A.J. Read Science Discovery Center of Oneonta
- Established: 1990
- Location: 108 Ravine Parkway Physical Sciences Building Oneonta, New York, United States
- Type: Science museum
- Owner: SUNY Oneonta
- Website: suny.oneonta.edu/science-discovery-center

= Science Discovery Center of Oneonta =

The A.J. Read Science Discovery Center of Oneonta (SDC) is a hands-on science museum that is a part of SUNY Oneonta in Oneonta, New York. The museum features a variety of hands-on science exhibits and activities across a range of scientific disciplines and is suitable for all ages and abilities. In addition to regular visitor hours, the center hosts school and other local groups for visits to the SDC and SUNY Planetarium.

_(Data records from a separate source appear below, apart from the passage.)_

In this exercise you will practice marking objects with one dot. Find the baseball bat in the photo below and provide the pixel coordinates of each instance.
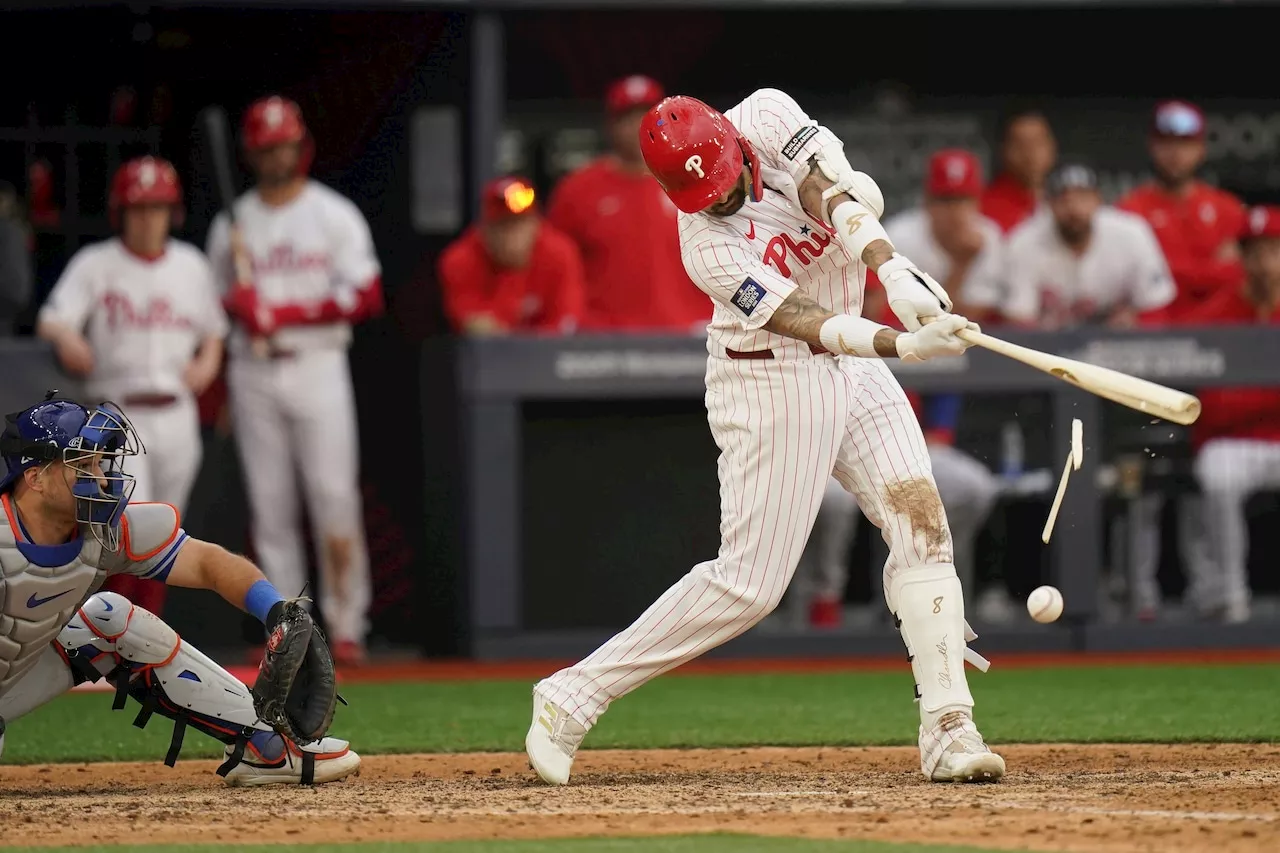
(216, 133)
(1119, 387)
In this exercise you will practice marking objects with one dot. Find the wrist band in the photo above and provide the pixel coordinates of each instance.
(849, 334)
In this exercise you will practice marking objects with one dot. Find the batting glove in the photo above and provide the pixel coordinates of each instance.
(937, 338)
(913, 295)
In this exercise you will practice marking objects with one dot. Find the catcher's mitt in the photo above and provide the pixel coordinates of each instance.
(296, 690)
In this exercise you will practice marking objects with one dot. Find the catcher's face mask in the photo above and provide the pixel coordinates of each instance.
(92, 443)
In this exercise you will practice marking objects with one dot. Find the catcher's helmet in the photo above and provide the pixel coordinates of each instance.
(277, 121)
(94, 442)
(695, 153)
(145, 181)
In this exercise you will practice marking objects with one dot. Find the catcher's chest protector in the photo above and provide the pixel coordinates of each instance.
(37, 601)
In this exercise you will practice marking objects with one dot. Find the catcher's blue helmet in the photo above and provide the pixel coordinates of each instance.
(94, 442)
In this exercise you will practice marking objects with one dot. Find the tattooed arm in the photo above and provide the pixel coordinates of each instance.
(800, 318)
(812, 187)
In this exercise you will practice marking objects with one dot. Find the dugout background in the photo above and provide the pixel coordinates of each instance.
(625, 488)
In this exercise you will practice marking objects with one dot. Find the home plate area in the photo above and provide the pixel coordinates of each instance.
(1193, 797)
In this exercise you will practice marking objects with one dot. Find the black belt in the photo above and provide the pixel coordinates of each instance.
(768, 354)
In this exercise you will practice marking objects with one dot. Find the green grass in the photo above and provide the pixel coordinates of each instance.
(1162, 703)
(673, 844)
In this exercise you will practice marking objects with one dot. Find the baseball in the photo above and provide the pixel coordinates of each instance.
(1045, 603)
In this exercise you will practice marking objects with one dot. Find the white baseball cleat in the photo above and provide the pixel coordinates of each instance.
(552, 740)
(324, 761)
(954, 751)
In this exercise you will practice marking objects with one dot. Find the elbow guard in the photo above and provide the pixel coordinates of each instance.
(864, 190)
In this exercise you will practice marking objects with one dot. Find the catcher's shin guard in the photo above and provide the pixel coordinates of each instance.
(144, 657)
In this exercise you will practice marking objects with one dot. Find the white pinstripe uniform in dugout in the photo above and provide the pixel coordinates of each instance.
(787, 414)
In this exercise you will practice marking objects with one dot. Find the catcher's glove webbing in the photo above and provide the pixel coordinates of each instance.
(296, 690)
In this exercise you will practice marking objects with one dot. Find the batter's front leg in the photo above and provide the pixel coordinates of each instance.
(885, 463)
(776, 457)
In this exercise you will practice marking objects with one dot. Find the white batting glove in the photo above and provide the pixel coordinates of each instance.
(913, 295)
(937, 338)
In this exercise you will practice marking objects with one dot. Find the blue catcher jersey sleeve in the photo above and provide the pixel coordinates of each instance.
(150, 542)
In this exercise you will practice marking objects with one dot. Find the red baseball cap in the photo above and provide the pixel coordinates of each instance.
(631, 94)
(1178, 119)
(504, 197)
(954, 173)
(1262, 220)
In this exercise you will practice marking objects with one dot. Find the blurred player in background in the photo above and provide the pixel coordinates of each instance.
(776, 226)
(138, 316)
(512, 270)
(1083, 263)
(17, 273)
(1197, 227)
(315, 276)
(625, 227)
(960, 247)
(1028, 153)
(1238, 434)
(1196, 223)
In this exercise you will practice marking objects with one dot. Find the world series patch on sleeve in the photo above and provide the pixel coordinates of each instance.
(749, 296)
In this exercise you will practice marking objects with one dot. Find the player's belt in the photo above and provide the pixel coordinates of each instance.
(766, 354)
(150, 401)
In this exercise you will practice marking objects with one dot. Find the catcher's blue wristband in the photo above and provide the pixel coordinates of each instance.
(260, 600)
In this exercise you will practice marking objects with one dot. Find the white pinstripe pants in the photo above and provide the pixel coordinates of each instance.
(782, 428)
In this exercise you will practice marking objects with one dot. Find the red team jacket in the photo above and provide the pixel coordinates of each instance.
(1191, 231)
(626, 229)
(1235, 413)
(1006, 203)
(544, 296)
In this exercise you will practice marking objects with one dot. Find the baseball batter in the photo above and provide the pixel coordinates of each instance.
(140, 318)
(69, 524)
(314, 274)
(778, 229)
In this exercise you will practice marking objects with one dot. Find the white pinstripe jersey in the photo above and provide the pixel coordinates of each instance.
(749, 263)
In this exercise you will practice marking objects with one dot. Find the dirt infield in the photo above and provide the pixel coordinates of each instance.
(1123, 798)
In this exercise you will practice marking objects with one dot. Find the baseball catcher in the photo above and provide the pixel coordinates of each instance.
(69, 525)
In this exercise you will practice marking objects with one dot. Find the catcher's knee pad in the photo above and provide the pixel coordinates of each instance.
(144, 657)
(929, 614)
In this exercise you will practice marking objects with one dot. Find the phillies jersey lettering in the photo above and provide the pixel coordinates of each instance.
(315, 247)
(159, 313)
(773, 241)
(145, 318)
(1052, 286)
(804, 250)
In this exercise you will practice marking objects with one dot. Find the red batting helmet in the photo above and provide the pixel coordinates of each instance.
(277, 121)
(695, 153)
(145, 181)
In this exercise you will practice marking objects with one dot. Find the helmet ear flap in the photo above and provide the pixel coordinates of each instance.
(752, 160)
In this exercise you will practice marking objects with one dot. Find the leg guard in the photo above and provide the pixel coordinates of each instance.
(144, 657)
(929, 612)
(928, 609)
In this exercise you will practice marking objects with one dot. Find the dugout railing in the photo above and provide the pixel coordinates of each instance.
(585, 480)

It also sponsors special events in science education, such as Chemistry Week and Tropical Fruit Day, and it regularly provides family-friendly activities for major events such as Homecoming Weekend and the Otsego County Fair.

==History==
The museum was the result of the hard work and dedication of Albert Read, a physics professor at SUNY Oneonta from 1957 to 1985. After his retirement, he planned and designed the center and housed it in a room formerly used for batting practice. The official dedication took place on January 21, 1990. From its opening in 1990, to the time of Read's retirement as director in 2005, the museum doubled the number of exhibits and served an estimated 7,000 visitors per year. The center is part of the Association of Science-Technology Centers (ASTC) and some of the exhibits developed by Read were included in the ASTC "Cheapbook" exhibit guide series.

Following Read's retirement, Dr. Hugh Gallagher served as director. In 2006, the center received a $100,000 state grant to expand its outreach to local elementary and secondary teachers, provide additional education resources for teachers and students, and improve the facility. "I'm thrilled that the College will have this tremendous opportunity to enhance such a valuable community resource," said Dr. Gallagher. "The unique collection of hands-on science exhibits offers people of all ages a way to touch and feel the physical sciences." The grant was used to re-decorate the center, develop new exhibits, and enhancing the interactivity of other exhibits.

The work of the center was described in a faculty research presentation "Science Discovery Center: A Resource for Curricular Enhancement for Many Disciplines" by Hugh Gallagher (Physics & Astronomy), Carolyn Chryst (Elementary Education & Reading), Jenny Flynn (SUNY Oneonta Headstart), Paul French (Physics &Astronomy), Kelly Gallagher (Chemistry & Biochemistry), Larry Guzy(Psychology), Crystal Hamm (SUNY Oneonta Headstart), Sunil Labroo, Carolyn McCruden, Albert Read (Physics & Astronomy), David Tagg (Music). Paul French served as director until September 2015.

In 2015, the center celebrated its 25th anniversary, and was renamed the "A.J. Read Science Discovery Center" in honor of the contributions of its founding director. At that time, the center had been temporarily moved from the Physical Science Building to the 3rd floor of Bugbee Hall.

In 2017, the center moved into a new space following the renovation of the Physical Sciences building.

Currently, the Science Discovery Center has one full-time Coordinator of Science Outreach Activities and employs part-time undergraduate and graduate student interns during the academic semesters.